政府は、カジノ事業に関する広告は、空港や港の国際便の発着ターミナル周辺に限定して認める方針を固め、3月までに策定する政令に盛り込むことを決めた。ギャンブル依存症対策のため、IR施設の外では原則として広告は禁止するが、外国人旅行者の誘客目的に限り認める。日本経済新聞が報じた。
昨年7月にIR実施法が成立する以前から、政府のIR推進会議では「世界最高水準の規制」を確立するため、カジノの弊害防止対策を議論してきた。今回の決定は、推進会議の「取りまとめ」に沿ったもの。
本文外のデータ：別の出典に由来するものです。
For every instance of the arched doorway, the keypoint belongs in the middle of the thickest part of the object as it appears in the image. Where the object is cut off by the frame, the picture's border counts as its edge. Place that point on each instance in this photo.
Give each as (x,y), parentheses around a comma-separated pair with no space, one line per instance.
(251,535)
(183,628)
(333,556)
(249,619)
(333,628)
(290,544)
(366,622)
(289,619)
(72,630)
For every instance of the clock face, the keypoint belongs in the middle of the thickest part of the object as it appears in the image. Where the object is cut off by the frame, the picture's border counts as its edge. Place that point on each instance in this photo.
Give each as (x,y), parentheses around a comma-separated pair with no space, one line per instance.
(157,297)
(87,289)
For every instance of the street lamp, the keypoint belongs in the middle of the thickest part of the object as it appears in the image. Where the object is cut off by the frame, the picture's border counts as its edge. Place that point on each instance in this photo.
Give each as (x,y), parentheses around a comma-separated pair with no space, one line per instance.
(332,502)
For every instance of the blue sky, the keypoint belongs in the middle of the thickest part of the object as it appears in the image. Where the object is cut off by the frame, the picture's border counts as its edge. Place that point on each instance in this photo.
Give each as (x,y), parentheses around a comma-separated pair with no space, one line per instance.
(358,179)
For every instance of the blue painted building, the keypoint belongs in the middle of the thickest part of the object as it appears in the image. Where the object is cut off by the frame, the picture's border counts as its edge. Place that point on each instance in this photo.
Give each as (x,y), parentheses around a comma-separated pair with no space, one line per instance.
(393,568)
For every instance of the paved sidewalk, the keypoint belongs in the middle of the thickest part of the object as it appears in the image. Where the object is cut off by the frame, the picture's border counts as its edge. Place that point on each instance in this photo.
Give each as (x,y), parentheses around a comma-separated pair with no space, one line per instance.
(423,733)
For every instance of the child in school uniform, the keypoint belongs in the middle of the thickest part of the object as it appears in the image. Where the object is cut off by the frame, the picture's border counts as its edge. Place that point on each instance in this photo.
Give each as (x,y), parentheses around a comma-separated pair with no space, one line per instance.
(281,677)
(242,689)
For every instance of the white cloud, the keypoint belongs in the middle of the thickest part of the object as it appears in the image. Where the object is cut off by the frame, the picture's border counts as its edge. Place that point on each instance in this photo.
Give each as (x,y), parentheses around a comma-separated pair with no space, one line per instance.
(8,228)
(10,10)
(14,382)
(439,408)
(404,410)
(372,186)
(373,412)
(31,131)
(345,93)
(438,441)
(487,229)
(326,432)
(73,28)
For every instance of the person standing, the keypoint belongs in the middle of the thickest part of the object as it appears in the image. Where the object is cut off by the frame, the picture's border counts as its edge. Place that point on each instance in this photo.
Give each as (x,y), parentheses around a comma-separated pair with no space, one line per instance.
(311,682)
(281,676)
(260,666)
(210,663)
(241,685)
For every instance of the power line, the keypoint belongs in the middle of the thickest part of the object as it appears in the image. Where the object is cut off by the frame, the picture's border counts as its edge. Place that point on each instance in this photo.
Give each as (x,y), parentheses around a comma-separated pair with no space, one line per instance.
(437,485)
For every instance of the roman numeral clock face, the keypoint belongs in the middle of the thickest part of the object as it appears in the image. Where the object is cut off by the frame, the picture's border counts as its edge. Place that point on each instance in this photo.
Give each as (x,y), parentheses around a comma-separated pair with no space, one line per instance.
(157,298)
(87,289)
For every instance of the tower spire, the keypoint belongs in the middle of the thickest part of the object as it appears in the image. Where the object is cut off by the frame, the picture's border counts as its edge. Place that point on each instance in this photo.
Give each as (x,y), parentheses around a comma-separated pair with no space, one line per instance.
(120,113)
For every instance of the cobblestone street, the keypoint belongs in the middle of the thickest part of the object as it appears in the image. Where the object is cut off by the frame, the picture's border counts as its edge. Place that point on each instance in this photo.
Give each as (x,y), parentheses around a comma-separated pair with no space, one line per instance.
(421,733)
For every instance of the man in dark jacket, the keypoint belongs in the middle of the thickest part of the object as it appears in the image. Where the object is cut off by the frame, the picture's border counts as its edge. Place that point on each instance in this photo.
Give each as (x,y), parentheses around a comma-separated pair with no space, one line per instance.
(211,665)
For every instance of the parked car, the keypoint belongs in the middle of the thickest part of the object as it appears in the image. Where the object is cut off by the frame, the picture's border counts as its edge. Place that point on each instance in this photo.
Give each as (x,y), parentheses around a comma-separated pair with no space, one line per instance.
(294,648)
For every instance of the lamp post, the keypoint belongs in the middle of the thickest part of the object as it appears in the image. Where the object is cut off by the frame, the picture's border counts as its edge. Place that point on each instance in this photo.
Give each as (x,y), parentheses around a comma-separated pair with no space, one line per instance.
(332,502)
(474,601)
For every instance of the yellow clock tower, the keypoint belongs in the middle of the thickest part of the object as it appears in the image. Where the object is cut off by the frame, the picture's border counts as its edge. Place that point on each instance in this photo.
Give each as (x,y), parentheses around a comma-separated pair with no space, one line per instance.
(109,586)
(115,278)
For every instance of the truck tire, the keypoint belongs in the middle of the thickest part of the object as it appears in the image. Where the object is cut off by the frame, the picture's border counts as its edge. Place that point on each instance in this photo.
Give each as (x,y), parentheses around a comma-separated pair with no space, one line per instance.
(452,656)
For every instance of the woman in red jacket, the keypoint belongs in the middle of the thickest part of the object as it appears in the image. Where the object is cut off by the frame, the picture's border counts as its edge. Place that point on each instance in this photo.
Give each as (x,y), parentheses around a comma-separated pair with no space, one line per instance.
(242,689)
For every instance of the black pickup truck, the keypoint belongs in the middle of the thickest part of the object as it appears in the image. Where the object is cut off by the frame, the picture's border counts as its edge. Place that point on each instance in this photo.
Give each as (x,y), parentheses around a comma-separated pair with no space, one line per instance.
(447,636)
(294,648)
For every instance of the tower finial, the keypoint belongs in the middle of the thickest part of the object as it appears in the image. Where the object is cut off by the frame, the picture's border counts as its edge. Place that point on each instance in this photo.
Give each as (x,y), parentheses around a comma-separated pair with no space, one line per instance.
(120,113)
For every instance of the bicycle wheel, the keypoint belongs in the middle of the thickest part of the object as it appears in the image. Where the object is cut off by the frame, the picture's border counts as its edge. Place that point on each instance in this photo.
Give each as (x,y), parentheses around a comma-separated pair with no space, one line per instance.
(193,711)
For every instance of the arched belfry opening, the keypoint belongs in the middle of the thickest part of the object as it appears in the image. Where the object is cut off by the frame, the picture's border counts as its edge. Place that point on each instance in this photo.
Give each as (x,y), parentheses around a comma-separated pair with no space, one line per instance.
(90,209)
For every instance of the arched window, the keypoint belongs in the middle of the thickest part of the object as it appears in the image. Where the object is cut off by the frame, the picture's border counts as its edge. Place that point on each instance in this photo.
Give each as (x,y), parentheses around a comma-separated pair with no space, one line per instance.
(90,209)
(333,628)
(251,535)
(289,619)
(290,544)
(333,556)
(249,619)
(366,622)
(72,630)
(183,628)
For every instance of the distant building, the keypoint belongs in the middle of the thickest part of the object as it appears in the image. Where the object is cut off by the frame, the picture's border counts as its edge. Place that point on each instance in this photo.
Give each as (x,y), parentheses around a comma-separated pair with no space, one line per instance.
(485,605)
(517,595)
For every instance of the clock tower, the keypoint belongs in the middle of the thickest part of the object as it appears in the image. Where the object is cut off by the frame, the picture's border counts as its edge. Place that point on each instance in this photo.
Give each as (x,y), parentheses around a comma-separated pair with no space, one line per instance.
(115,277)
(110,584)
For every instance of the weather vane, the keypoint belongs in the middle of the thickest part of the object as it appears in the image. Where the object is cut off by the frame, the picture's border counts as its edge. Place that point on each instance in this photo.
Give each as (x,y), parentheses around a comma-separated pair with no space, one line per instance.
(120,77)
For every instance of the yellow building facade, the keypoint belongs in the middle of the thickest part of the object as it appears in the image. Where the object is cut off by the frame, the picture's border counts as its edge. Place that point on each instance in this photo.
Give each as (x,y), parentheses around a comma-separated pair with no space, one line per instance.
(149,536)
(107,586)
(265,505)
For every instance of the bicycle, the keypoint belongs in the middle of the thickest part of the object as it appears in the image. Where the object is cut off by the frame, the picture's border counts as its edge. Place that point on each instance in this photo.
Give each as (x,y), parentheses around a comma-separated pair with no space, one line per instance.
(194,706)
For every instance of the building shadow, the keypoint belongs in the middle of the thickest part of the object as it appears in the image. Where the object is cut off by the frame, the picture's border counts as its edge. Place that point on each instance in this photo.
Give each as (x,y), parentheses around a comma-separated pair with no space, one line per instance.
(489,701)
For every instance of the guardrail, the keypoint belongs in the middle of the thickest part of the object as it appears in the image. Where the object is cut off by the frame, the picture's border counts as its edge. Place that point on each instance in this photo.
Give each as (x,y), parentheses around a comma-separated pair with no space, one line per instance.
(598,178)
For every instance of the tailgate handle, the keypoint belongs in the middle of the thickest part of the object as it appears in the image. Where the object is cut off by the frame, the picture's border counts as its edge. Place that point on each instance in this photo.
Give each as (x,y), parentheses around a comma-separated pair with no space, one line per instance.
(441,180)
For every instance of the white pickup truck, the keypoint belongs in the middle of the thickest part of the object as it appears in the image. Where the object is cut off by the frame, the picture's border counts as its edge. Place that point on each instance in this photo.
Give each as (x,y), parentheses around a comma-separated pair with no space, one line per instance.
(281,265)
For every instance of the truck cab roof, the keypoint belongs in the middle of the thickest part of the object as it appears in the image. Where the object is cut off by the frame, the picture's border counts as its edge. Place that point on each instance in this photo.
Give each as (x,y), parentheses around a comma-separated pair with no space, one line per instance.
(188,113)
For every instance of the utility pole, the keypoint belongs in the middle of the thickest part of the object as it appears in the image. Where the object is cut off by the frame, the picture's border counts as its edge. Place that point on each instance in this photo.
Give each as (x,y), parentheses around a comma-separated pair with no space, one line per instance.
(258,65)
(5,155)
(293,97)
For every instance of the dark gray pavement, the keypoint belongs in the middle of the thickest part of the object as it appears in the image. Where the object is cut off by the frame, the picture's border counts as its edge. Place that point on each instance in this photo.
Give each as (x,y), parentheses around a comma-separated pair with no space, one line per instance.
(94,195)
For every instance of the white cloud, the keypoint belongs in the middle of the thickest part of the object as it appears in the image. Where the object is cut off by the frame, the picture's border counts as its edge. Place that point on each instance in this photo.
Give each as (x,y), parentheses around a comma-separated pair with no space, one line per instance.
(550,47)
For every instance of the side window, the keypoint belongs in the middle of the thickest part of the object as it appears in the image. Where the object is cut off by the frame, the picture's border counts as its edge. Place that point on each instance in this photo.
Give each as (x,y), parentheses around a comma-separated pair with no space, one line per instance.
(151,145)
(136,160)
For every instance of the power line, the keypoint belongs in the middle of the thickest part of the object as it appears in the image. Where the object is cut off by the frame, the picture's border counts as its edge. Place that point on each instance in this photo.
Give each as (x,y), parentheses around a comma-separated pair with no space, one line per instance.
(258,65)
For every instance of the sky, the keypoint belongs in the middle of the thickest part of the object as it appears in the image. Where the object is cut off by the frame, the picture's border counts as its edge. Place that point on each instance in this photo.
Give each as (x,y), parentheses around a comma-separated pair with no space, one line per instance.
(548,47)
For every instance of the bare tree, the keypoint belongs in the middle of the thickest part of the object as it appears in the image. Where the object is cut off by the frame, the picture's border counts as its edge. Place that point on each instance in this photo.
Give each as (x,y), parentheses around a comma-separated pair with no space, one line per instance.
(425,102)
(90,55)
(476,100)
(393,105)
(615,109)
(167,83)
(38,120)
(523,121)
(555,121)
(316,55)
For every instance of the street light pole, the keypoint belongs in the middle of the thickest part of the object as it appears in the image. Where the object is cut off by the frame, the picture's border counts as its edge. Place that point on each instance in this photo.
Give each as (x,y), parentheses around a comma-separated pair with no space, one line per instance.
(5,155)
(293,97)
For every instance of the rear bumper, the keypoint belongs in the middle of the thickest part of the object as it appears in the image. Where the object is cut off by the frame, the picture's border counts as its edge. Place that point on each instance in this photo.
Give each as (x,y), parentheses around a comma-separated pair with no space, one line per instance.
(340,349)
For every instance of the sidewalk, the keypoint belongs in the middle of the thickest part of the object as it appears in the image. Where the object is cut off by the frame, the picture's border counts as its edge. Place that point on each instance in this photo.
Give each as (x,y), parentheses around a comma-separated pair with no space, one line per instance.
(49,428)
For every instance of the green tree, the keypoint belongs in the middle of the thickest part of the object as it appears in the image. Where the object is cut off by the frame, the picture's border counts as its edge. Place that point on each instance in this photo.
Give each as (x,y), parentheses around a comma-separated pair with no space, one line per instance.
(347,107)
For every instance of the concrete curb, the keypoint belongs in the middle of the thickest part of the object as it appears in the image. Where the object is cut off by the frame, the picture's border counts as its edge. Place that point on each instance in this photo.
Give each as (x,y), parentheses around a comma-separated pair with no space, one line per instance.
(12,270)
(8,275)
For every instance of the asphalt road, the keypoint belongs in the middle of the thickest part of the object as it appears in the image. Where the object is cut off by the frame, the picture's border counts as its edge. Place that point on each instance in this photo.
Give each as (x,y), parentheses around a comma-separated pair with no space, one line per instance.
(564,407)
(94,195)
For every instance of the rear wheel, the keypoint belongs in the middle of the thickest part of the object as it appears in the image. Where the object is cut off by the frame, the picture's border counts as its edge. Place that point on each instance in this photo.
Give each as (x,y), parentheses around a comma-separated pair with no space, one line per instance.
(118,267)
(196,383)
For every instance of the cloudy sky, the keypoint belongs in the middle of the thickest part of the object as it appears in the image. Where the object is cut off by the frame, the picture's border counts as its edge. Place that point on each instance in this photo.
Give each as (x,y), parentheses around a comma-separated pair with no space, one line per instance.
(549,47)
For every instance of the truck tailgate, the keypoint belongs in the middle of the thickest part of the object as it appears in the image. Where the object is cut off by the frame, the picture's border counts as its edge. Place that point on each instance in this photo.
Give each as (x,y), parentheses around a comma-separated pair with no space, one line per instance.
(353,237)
カジノ事業に関する広告や勧誘を制限することで、ギャンブルへの依存を防止し、また青少年の健全育成につなげるという考え方に基づく制度設計。しかも、IRは国内外から子供を含めた多くの者が訪れる施設であり、良好な環境を守るために広告・勧誘を制限する必要があることは意見が固まっている。
国際線が発着する空港や港のうち、国際線の利用客が使う入国審査区域や税関などでの広告は認められる。日本人のギャンブル依存症を懸念する声を考慮して、日本人の目にとまりやすい外国人向け観光案内所や鉄道・バスの乗降所は対象外とされる。